The protection of civil rights in the United States encompasses remedies for at least five separate groups. Native Americans have suffered extermination, removal, denial of sovereignty, and destruction of culture; Latinos, conquest and the indignities of a racially discriminatory immigration system. Asian Americans suffered exclusion, wartime internment, and discriminatory labor laws. Middle Eastern people suffer from suspicion that they are terrorists. Blacks suffered slavery and Jim Crow.
Yet our system of civil rights derives, in large part, from the experience of only Blacks, and aims to redress a single, momentous harm, namely slavery and its lingering effects. This is particularly true of the Thirteenth Amendment, which aims to abolish slavery and other conditions reminiscent of it.
American case law, particularly in connection with matters of race, proceeds largely through a process of analogy in which courts compare the case before them to a previous decision or statute. Nonblack groups sometimes have been able to analogize their predicaments to ones that Blacks suffer, but often this has proven difficult. Thus, afflictions that visit few Blacks, such as wartime internment and language discrimination, can easily go unremedied under American law.

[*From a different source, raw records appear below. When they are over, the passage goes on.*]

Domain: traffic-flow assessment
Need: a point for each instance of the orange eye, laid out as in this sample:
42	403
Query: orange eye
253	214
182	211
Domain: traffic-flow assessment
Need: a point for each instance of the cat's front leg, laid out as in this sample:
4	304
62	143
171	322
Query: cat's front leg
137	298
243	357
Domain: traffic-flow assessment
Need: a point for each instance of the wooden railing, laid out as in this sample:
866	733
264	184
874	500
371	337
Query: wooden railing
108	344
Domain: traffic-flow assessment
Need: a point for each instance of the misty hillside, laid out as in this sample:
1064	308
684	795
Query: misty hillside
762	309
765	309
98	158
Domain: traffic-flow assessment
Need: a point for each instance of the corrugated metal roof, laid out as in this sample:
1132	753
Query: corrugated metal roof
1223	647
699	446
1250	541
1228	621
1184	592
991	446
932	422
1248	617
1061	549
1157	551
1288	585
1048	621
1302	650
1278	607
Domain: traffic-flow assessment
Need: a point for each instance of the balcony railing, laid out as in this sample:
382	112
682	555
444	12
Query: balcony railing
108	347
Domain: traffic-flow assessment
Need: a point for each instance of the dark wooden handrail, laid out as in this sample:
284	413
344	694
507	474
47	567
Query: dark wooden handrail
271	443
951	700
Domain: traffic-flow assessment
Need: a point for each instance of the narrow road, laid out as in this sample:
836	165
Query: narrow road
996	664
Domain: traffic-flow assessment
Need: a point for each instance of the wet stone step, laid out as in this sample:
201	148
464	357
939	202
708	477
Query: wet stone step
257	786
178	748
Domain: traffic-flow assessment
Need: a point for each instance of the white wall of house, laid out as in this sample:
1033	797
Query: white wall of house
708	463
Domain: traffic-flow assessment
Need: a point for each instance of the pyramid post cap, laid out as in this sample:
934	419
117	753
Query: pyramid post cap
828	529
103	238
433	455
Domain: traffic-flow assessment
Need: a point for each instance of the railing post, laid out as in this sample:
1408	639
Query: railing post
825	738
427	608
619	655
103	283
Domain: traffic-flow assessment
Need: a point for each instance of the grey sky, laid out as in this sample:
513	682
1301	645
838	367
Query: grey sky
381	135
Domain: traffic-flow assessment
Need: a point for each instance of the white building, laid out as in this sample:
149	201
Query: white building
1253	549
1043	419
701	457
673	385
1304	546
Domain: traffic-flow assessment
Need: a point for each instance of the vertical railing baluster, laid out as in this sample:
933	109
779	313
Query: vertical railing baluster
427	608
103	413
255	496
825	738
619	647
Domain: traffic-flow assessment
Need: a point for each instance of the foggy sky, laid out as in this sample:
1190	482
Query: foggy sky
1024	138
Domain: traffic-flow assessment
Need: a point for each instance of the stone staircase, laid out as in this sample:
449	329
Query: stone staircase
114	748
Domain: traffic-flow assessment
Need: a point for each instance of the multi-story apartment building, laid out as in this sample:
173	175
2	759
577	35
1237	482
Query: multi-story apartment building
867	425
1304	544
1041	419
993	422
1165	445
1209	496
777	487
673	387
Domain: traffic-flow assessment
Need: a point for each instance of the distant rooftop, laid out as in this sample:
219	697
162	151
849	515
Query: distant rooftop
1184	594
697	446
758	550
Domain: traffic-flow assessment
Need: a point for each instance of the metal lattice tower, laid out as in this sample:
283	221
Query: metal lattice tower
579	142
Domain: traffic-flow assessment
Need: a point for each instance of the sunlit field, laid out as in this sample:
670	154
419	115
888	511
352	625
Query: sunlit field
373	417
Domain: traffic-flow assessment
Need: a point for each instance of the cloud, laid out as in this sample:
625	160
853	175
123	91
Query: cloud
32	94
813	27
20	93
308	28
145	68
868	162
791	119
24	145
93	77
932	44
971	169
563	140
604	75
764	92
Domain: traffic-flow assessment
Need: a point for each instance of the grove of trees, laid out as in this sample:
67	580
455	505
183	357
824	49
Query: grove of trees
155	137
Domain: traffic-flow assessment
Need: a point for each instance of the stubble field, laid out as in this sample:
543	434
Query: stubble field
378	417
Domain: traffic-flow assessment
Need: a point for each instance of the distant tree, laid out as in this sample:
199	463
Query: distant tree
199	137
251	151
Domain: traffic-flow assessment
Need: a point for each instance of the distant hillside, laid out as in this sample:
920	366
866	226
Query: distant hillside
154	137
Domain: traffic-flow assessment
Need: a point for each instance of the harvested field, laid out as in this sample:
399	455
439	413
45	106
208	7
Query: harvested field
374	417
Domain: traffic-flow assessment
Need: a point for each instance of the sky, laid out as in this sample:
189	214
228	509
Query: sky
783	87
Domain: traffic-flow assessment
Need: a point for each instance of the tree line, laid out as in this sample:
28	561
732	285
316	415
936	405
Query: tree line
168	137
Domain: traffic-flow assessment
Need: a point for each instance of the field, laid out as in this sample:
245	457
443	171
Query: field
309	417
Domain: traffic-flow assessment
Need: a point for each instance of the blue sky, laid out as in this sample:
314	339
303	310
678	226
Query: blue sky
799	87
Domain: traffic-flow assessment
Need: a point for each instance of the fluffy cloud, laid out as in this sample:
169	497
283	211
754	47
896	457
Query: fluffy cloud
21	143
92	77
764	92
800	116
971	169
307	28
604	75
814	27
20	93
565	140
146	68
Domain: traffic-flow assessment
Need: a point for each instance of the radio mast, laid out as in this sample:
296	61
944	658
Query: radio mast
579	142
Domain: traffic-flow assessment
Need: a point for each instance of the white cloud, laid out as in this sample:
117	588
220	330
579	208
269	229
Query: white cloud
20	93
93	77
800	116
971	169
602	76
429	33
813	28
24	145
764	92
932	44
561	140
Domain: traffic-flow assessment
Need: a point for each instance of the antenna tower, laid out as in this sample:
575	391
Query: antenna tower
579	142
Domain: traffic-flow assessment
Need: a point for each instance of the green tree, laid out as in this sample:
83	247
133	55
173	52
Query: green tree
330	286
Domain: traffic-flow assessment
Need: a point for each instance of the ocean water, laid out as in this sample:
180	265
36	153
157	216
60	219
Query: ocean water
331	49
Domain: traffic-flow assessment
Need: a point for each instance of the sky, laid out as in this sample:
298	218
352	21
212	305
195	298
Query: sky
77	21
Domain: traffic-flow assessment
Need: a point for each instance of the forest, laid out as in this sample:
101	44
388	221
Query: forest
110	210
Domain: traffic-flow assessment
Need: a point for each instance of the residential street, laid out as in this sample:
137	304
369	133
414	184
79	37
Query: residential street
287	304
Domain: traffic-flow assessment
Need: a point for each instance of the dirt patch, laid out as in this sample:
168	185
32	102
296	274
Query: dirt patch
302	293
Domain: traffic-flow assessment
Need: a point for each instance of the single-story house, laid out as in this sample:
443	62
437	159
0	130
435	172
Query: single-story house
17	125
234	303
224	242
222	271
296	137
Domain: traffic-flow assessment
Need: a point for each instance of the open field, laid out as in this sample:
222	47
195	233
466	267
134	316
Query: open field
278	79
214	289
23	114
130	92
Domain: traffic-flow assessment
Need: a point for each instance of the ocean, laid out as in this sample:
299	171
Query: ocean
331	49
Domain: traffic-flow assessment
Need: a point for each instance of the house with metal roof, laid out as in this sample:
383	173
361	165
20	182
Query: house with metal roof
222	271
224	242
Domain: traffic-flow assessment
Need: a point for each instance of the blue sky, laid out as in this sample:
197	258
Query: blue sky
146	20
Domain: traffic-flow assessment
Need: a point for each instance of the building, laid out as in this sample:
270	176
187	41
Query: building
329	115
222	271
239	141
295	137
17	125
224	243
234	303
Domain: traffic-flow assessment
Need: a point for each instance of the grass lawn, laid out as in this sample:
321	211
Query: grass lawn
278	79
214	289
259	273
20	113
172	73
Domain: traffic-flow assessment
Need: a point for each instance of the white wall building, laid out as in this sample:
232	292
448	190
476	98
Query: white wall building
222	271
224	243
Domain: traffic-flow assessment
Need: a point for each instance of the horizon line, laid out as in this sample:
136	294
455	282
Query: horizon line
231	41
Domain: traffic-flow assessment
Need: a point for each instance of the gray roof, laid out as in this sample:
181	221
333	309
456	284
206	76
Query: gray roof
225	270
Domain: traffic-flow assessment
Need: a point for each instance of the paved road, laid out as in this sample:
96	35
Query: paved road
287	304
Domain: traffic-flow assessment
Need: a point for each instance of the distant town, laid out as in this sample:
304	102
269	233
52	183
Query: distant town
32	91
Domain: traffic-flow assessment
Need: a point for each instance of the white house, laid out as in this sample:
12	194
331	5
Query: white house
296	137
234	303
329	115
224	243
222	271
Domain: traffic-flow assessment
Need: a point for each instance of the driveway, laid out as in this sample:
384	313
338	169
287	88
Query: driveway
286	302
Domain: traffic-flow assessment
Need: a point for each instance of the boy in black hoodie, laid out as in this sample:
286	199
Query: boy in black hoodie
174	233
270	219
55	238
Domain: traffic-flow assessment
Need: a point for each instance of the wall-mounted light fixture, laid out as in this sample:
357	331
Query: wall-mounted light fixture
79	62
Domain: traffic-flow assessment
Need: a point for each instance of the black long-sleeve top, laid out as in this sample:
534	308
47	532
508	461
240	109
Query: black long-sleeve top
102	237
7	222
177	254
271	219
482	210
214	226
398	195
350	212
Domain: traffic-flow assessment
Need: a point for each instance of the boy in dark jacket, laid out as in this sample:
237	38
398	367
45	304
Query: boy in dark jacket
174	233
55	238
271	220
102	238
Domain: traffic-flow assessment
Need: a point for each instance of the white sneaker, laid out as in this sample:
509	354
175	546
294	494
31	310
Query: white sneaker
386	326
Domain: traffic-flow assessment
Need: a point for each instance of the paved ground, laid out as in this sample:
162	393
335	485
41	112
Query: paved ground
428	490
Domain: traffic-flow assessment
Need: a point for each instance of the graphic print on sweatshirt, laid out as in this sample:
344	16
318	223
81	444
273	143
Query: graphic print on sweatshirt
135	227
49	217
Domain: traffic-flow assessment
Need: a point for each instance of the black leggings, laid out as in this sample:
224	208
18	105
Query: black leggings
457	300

This Essay discusses a number of obstacles that lie in the way of protecting Latinos and other nonblack minority groups under the current framework of statutory and constitutional civil rights, including the Thirteenth Amendment. After discussing drawbacks associated with a system of civil rights protection still inflected with the rhetoric and norms of the 1960s civil rights movement, the Essay closes by arguing that an increasingly multiracial society such as this one needs to develop a broader, more inclusive framework and--with Latinos in mind--sketches one.
Richard Delgado, Four Reservations on Civil Rights Reasoning by Analogy: The Case of Latinos and Other Nonblack Groups, 112 COLUM. L. REV. 1888 (2012).